Home > Storage > PowerScale (Isilon) > Industry Solutions and Verticals > Analytics > PowerScale Deep Learning Infrastructure with NVIDIA DGX A100 Systems for Autonomous Driving > Overview
Computer vision and machine learning (ML) solutions are integrated into vehicles to improve safety, convenience, and the driver experience. Data coming from multiple sources such as camera, lidar, radar and ultrasonic sensors are processed and used to extract information and characteristics of the surrounding environment.
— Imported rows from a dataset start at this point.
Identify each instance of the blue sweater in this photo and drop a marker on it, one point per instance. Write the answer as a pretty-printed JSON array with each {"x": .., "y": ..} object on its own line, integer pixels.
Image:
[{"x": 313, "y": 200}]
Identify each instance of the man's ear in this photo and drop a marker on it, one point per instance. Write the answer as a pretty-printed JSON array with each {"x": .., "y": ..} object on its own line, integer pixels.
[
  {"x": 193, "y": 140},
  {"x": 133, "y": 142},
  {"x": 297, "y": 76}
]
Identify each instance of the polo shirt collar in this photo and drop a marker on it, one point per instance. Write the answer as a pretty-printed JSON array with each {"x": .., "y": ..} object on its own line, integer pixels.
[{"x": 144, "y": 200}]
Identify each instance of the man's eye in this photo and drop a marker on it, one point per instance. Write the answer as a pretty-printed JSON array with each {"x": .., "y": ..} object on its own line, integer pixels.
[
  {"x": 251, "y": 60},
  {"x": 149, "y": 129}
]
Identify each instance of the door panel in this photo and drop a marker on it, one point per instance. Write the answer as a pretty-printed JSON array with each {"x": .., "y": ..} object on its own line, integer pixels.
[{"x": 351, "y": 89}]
Modern vehicles have moved from passive safety systems such as seat-belt pre-tensioning and airbags (designed to minimize injury resulting from collisions).to active safety systems, such as anti-lock braking (ABS) and autonomous emergency braking (AEB) to avoid collisions.
With the evolution of Artificial Intelligence (AI) and DL, the industry is developing embedded control units (ECUs) into vehicles with computer vision algorithms that can interpret real-time sensor data and point cloud data to make corresponding predictions and to derive actions.
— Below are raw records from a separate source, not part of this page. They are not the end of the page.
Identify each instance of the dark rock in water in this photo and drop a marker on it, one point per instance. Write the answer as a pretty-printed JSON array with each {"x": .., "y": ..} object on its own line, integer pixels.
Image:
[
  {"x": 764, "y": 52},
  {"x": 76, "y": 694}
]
The significant automotive safety improvement in the past was passive safety, mainly designed to minimize damage during an accident. Advanced driver assistance systems (ADAS) in many of today’s vehicles can proactively help the driver to avoid accidents by utilizing innovative DL technologies. For example, blind spot detection can alert a driver as they try to move into an occupied lane, pedestrian detection notifies the driver that pedestrians are in front of or behind the car, AEB activates the brakes to avoid an accident or pedestrian injury. More ADAS features like path planning combine with sensor fusion, which brings us closer to the goal of an autonomous vehicle. As the level of accuracy and sophistication increases, autonomous driving (AD) can realize improved capabilities. Critical success factors include improved safety algorithms, increased and efficient computational power, and access to large, comprehensive verification datasets.
This paper focuses on the IT infrastructure challenges faced by automotive original equipment manufacturers (OEMs), and suppliers in developing DL algorithms for ADAS/AD and proposes a scale-out compute and storage solution. The solution is optimized for ADAS/AD workloads—delivering high performance, high concurrency, massive scalability, and flexibility.